LONDON (Reuters) - Legal & General (L&G) (LGEN.L), the owner of Britain’s biggest fund manager, has staked its claim for a slice of the growing market for exchange-traded funds (ETFs) with a deal to buy Europe-focused platform Canvas.
Legal and General Investment Management (LGIM), which runs a third of its $1.2 trillion (£909 billion) in assets in index funds, but none in ETFs, will acquire the platform and $2.7 billion in assets from ETF Securities for an unspecified sum, L&G said on Wednesday .
The deal comes amid growing demand from fee-conscious investors to buy cheaper index-tracking products, and follows recent moves from rivals including Invesco, Vanguard and Wisdomtree to expand operations.

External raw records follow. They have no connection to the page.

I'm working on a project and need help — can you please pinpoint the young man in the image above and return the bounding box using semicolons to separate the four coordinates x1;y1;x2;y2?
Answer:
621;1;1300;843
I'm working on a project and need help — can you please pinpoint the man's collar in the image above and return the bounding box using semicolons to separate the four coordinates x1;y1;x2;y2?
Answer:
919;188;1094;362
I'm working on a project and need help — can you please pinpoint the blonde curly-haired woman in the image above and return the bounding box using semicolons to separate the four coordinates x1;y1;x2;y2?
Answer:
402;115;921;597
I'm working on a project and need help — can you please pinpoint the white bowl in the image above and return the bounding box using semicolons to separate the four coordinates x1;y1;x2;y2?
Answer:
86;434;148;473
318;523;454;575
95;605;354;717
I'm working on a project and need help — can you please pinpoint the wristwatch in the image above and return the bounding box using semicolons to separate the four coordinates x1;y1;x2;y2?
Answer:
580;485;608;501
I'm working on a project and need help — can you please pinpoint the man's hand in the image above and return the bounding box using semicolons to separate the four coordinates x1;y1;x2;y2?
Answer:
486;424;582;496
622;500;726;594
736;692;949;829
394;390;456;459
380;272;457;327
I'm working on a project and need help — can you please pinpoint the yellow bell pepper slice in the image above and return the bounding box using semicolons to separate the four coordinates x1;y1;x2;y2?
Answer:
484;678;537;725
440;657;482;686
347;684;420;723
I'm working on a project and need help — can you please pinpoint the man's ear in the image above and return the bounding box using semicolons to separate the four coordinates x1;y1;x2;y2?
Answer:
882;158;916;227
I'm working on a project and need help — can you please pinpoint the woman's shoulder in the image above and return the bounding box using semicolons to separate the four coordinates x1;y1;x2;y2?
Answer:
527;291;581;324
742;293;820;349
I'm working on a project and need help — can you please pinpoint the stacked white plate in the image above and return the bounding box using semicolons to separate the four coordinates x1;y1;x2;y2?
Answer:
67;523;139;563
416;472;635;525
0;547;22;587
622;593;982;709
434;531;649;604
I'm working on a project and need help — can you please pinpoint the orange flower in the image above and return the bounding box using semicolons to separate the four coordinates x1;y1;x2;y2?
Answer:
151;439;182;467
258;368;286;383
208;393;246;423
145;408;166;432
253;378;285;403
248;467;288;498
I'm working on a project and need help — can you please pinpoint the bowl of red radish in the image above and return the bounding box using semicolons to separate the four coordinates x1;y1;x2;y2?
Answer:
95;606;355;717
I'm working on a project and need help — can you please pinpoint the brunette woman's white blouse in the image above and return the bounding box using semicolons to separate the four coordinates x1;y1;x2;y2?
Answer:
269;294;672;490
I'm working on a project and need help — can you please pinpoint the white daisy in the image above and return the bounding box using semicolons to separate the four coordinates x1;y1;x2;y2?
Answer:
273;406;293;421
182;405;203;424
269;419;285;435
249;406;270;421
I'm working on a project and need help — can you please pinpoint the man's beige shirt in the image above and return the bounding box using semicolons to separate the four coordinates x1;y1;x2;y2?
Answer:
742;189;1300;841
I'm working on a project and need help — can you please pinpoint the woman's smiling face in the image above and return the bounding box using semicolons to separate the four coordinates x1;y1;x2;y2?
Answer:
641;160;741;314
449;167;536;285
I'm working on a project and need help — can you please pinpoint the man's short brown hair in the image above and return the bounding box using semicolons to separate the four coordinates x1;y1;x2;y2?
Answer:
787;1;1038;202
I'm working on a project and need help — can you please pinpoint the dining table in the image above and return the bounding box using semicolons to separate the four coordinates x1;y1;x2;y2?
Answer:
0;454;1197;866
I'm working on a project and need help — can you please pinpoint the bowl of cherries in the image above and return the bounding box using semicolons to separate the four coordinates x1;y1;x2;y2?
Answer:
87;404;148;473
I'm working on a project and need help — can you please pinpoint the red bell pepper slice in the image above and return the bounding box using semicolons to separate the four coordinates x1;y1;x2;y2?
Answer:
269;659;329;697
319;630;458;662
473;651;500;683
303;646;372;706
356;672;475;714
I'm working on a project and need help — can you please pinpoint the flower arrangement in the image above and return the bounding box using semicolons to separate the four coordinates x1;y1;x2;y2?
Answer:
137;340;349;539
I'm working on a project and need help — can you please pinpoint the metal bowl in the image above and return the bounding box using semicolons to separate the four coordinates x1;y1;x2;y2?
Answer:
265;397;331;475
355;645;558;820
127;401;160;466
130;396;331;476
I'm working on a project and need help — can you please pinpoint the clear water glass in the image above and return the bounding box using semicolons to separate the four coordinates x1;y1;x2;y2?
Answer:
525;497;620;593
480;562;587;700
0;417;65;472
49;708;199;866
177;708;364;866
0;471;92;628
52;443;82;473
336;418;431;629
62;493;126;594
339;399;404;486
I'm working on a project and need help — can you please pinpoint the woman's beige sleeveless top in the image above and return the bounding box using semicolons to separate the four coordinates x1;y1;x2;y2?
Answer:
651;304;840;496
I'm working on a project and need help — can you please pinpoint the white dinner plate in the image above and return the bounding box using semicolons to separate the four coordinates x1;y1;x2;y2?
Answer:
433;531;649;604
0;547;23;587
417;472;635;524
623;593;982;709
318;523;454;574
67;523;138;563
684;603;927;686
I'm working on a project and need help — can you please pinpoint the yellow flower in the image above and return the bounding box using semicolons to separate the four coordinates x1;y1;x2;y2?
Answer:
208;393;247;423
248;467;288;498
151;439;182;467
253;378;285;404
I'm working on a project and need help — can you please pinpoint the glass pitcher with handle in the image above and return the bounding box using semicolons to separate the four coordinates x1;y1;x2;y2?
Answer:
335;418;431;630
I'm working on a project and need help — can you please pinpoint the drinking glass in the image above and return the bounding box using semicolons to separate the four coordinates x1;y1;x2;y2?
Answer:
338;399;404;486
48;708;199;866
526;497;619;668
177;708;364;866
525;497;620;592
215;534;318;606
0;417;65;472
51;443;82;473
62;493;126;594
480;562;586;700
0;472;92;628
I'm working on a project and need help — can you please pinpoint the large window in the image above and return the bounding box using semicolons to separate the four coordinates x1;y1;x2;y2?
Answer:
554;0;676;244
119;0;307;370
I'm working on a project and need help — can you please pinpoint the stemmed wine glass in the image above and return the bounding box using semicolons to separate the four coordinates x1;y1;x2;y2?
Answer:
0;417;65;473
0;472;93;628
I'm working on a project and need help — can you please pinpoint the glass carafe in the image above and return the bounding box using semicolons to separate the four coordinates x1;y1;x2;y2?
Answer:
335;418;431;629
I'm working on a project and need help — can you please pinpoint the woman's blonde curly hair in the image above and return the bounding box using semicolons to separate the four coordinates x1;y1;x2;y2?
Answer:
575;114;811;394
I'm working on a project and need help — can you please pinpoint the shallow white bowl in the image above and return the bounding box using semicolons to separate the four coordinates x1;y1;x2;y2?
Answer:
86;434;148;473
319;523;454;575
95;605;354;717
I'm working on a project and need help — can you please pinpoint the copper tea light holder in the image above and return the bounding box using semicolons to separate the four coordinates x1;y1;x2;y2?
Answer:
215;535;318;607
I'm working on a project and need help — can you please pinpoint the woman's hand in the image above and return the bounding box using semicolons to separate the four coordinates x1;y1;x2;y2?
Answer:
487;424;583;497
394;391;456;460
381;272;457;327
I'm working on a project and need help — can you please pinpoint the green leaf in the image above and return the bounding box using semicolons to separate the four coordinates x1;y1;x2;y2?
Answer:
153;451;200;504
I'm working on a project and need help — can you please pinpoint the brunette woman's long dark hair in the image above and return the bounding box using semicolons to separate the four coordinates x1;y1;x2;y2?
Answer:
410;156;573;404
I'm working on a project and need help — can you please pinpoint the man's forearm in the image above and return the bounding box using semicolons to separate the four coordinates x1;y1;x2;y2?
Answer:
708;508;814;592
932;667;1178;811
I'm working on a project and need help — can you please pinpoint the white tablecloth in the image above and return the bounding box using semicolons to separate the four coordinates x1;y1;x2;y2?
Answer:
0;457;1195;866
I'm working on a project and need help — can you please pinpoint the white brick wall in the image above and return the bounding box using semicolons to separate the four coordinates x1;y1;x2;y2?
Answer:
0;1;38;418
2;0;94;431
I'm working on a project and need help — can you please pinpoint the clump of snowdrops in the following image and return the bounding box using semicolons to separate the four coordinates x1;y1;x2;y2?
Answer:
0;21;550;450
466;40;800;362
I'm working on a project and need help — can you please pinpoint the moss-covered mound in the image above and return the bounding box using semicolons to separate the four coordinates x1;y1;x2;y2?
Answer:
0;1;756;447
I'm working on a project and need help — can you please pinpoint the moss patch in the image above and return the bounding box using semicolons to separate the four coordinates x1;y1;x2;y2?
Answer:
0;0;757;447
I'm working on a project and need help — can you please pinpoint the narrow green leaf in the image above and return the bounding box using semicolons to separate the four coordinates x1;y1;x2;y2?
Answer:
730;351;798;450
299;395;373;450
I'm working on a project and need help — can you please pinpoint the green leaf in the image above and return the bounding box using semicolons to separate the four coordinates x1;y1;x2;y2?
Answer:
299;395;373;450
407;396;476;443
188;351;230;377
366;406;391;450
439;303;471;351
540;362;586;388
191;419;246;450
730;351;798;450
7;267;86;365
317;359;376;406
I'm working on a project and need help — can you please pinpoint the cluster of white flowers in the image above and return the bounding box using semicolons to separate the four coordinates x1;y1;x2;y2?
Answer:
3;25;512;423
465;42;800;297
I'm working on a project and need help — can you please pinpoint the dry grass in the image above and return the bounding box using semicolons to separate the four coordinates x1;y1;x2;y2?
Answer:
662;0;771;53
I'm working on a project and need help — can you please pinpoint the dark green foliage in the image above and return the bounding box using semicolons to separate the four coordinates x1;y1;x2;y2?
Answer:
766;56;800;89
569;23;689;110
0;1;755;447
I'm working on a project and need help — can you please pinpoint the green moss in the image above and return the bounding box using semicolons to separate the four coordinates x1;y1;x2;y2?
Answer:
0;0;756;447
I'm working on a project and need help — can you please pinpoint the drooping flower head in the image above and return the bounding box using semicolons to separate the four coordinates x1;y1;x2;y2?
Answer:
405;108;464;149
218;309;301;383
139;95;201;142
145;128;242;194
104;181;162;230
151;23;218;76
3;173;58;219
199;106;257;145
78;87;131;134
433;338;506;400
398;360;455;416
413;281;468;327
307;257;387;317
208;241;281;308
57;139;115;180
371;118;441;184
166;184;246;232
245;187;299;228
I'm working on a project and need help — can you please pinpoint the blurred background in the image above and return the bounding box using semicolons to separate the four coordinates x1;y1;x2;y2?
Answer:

Vanguard, one of the world’s biggest providers, has said continental Europe will be a key growth market in the future, fuelled in part by new regulations aiming to remove inducements for financial advisers to push higher-cost funds.
Unlike straight index funds, ETFs are classed as an equity and traded on a stock exchange, making it easier for investors to buy and sell.
“We thought the time was right to enter ETFs now,” Chad Rakvin, global head of index funds, told Reuters. “Especially with ETFs becoming more efficient (and) our clients starting to understand them better.”
The deal for the UK and Ireland-based Canvas platform will help LGIM break into the booming European ETF market via the 14 countries in which it is licensed for distribution. L&G did not disclose a value for the deal.
As part of the deal, the chief executive, chief operating officer and a team of product specialists, portfolio managers, legal and compliance staff will move across to LGIM when the deal closes, likely in the first quarter of 2018, Rakvin said.
“The ETF market is one of the fastest growing segments in asset management,” said Mark Zinkula, CEO of LGIM.
“A number of long-term macro trends, including the increasing use of passive vehicles and the drive to digitalisation, will lead to a growing demand for ETF products.”
Investors have increasingly put their money into exchange-traded products and funds in recent years, with the global market reaching a record $4.6 trillion at the end of October.
While European ETF assets are just a small slice of that, at around 550 billion euros, Morningstar data to end-2016 showed, the pace of growth is higher and Rakvin said he expected LGIM’s assets to grow.
“This year alone, $95 billion has gone into European ETF products, so we do expect it to be a more material part of our growth going forward,” he said, adding he was “open” to further bolt-on acquisitions.